First Quarter Operational Results and Recent Events
·; The initial well at the Roja property in Lea County, NM, the Madera 17 Fed #1H horizontal Brushy Canyon well operated by OXY USA Inc. ("OXY"), is currently drilling the horizontal section of the well. The pilot hole was drilled and logs were obtained on or around April 29, 2013. Based on analysis of the log data, Caza elected to participate with OXY and is currently drilling the lateral section of the Well through the primary objective Lower Brushy Canyon interval centered at a vertical depth of 9,288 feet to a total measured depth of approximately 13,568 feet. Once the horizontal section is complete, the well will be fracture stimulated, and the market will be updated accordingly.
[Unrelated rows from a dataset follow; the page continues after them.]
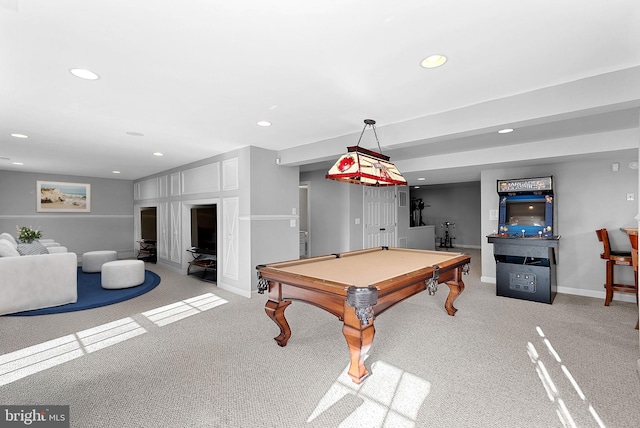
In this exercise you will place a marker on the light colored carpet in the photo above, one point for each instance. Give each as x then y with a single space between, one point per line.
220 366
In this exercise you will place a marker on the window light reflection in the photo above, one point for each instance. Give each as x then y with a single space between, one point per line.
25 362
389 397
560 395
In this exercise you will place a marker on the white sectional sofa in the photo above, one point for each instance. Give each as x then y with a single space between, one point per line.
36 281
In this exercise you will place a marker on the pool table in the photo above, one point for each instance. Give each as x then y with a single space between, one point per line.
358 286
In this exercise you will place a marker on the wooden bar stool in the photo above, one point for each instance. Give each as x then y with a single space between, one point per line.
633 238
614 258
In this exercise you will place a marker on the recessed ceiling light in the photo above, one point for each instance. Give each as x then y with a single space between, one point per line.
84 74
433 61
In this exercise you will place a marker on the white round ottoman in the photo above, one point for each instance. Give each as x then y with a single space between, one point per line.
92 261
122 274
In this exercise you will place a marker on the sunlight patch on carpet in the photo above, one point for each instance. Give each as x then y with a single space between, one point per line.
556 388
389 397
24 362
109 334
176 311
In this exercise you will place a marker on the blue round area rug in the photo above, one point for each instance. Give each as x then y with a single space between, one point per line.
92 295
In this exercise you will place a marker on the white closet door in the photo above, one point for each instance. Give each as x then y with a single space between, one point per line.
231 236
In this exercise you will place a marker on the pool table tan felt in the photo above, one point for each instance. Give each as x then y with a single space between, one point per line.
356 287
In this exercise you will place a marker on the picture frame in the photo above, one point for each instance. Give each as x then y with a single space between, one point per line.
62 197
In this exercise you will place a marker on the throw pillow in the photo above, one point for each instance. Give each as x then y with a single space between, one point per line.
32 249
9 238
7 249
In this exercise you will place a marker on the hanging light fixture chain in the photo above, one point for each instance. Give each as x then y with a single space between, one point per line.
372 124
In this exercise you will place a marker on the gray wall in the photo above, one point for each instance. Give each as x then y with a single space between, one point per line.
588 196
109 225
457 203
330 214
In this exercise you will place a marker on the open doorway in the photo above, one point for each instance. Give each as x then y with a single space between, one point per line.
203 241
148 234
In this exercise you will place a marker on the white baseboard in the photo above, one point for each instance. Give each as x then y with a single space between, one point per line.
234 290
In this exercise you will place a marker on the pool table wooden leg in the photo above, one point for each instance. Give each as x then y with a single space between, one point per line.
456 286
359 338
275 311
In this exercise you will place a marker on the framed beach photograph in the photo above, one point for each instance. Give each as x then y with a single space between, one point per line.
60 197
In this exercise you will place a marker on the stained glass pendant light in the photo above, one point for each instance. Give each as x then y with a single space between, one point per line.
366 167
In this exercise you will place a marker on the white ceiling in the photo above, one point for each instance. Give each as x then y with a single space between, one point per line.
195 76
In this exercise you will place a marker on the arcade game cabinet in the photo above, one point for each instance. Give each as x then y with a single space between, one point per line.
525 246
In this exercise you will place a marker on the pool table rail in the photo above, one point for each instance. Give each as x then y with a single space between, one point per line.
359 308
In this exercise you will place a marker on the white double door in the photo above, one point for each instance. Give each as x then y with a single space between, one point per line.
380 216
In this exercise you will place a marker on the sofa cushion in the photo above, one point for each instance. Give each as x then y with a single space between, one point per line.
32 249
7 249
9 239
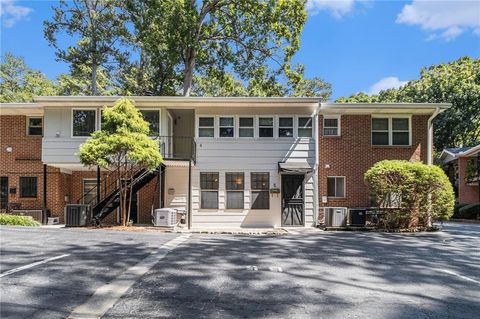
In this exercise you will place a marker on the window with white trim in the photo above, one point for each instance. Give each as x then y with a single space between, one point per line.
234 183
285 127
226 126
331 126
391 131
83 122
209 190
260 185
335 186
206 126
35 126
245 126
305 127
265 127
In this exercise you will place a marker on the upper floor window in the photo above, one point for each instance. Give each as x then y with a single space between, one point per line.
226 126
285 127
153 119
206 126
35 126
304 127
234 183
245 127
265 126
28 187
391 131
83 122
331 126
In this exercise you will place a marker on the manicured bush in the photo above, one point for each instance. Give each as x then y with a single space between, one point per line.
410 194
470 211
16 220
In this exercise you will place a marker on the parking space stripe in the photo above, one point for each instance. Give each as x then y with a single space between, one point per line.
107 295
14 270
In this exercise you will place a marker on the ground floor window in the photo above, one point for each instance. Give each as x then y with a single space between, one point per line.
260 184
336 186
234 183
209 190
28 187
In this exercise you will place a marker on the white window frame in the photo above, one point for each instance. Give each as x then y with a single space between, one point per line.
390 129
83 109
159 119
217 124
253 127
344 187
274 127
339 125
278 127
197 129
297 119
28 125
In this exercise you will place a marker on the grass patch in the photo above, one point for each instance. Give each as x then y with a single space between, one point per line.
16 220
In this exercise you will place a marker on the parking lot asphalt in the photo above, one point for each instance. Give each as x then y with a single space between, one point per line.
306 275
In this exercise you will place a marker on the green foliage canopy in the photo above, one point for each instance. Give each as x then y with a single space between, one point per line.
424 192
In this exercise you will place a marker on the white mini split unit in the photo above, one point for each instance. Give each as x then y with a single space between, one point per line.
164 217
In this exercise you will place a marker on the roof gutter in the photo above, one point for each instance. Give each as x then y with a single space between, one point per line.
438 110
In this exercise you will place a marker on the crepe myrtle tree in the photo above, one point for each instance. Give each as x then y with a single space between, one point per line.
122 146
411 193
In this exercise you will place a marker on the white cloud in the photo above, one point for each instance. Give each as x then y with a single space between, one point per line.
390 82
442 19
10 13
337 8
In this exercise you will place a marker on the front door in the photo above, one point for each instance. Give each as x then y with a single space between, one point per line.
292 200
3 193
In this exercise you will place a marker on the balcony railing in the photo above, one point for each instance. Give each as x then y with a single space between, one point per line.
177 147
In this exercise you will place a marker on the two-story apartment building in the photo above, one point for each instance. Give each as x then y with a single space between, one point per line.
229 162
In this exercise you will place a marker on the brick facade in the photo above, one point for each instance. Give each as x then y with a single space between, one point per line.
352 154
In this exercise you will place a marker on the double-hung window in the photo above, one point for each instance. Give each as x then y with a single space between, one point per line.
226 126
245 127
28 187
260 185
153 119
234 183
335 186
265 127
331 126
35 126
305 127
285 127
206 126
209 190
393 131
83 122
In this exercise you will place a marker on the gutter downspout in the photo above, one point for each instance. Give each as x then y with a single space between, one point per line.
438 110
316 166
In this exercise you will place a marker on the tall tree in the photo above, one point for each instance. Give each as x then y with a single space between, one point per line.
456 82
19 83
181 39
99 31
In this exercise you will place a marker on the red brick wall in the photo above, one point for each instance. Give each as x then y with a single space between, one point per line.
352 154
466 193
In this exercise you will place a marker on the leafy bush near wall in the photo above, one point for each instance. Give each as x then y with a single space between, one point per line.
470 211
16 220
410 194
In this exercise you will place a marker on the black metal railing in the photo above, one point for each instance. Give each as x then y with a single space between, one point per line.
177 147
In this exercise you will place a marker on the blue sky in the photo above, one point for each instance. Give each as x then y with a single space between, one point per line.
355 45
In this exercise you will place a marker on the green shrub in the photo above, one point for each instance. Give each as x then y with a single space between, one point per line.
470 211
411 194
16 220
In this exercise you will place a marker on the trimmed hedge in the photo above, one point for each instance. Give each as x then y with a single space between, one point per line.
16 220
470 211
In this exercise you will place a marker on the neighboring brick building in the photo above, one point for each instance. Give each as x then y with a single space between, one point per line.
230 162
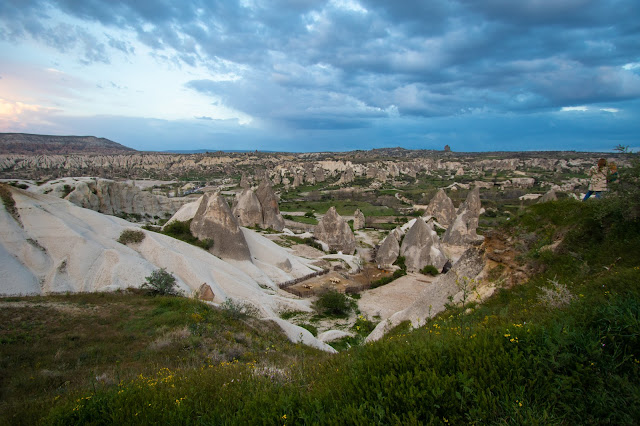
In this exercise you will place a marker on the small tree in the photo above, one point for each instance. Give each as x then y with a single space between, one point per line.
429 270
162 283
131 236
333 303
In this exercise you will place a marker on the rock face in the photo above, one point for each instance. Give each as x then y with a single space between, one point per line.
549 196
205 293
463 229
115 198
271 217
446 288
388 251
421 247
247 209
441 207
244 182
348 176
358 220
334 230
214 221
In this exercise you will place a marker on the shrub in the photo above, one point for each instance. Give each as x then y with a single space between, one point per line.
182 231
311 328
429 270
67 189
161 283
332 303
131 236
238 310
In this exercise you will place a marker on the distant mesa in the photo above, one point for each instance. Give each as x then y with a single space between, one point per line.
24 143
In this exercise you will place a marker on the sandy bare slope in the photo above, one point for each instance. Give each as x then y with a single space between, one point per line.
59 247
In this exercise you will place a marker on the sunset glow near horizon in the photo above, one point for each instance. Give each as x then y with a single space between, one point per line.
305 75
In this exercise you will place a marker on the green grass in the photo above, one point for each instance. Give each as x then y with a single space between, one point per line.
344 208
515 359
57 349
303 219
Caza has a 20.00% working interest (16.00% net revenue interest) in the Madera 17 Fed #1H well and the Roja property.
·; Caza has also received the well election for the OXY operated Madera 35 Fed #1H horizontal well. This well will be the initial well on the Madera property in Lea County, NM. Caza plans to participate with OXY in the well. Caza has a 20% working interest (16% net revenue interest) in the Madera 35 Fed #1H well and the Madera property.
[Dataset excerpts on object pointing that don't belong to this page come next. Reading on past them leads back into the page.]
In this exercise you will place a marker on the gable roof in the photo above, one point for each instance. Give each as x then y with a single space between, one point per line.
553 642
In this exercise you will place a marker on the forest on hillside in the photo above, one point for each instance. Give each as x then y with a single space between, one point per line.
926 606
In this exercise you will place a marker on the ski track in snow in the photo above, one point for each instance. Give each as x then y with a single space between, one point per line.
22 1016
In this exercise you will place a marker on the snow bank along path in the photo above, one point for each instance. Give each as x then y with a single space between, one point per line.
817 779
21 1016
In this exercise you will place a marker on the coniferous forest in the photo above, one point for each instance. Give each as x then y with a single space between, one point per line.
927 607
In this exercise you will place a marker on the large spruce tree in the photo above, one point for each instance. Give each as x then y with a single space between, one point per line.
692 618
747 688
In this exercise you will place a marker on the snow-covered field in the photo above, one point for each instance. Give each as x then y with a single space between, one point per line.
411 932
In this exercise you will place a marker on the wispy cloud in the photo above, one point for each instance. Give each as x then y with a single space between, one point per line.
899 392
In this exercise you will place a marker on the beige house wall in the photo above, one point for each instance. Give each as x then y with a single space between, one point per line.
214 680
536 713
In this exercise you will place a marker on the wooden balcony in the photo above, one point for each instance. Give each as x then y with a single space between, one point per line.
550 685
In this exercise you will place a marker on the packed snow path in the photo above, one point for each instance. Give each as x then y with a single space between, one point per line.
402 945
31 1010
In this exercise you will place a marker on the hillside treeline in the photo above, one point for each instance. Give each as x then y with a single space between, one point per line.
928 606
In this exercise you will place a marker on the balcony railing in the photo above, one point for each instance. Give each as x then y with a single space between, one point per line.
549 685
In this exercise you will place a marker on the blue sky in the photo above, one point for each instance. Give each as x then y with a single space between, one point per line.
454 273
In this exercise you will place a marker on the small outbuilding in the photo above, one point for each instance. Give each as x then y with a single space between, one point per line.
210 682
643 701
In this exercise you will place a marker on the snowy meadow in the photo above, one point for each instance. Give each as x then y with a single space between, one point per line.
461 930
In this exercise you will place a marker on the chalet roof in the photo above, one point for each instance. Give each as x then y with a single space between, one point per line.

·; The fracture stimulation ("frac") on the Lennox State Unit 32 #2H horizontal Bone Spring well began on May 6, 2013. Caza plans to frac the lateral section of the well in multiple stages. Once completed, the well will be flowed back to establish initial production rates and the market will be updated accordingly. Caza has a 40.00% working interest before payout (31.88% net revenue interest) and a 50.00% working interest after payout (39.85% net revenue interest) in the Lennox State Unit 32 #2H well and will participate with a 50.00% working interest in all subsequent wells drilled on the Lennox property.
·; Caza recently installed a temporary submersible pump in the Caza Ridge 14 State No. 3H well. Management is happy with the performance of this well, but believes the addition of the submersible pump will help maintain more consistent levels of both oil and natural gas production until the well can be placed on a permanent artificial lift system.
·; The Cimarex Energy Company operated Chaparral 33 Federal #3H horizontal Bone Spring well in Lea County, NM, began production on December 8, 2012. In the first thirty days the well averaged 843 bbls/d of oil and 539 Mcf/d. In 142 production days through April 29, 2013, the well has produced 79,641 bbls of oil, 58,531 Mcf and 47,744 bbls of water. Participation in this well will provide Caza with valuable information, which will assist in planning future Caza operated wells in Lea County, NM. Caza has a 1.6% working interest (1.2% net revenue interest) in the Chaparral 33 Federal #3H well.
W. Michael Ford, Chief Executive Officer commented:
"We are pleased to provide our financial and operational results for the first quarter of 2013. Our oil and NGL volumes now comprise 68% of the Company's combined oil and natural gas production. Increasing the ratio of oil and NGL production versus natural gas production has been a primary focus for the Company for the past two years, and we expect this trend to continue in 2013 with more Bone Spring play wells coming online."
"The Company's overall production figures were down for this quarter due in part to a key third party operated production facility in Lea County, NM being shut down for a significant portion of the quarter. This is an example of how the New Mexico Oil Conservation Division (NMOCD) website may be a misleading source for production information when used in isolation. The facility has been repaired and is now fully operational. Having the production facility operational along with the installation of a submersible pump on the Caza Ridge well should have an immediate effect on the Company's production efficiencies in this area. These efficiencies coupled with additional Bone Spring play wells coming online, should also help to increase the Company's overall production figures beginning in Q2 2013."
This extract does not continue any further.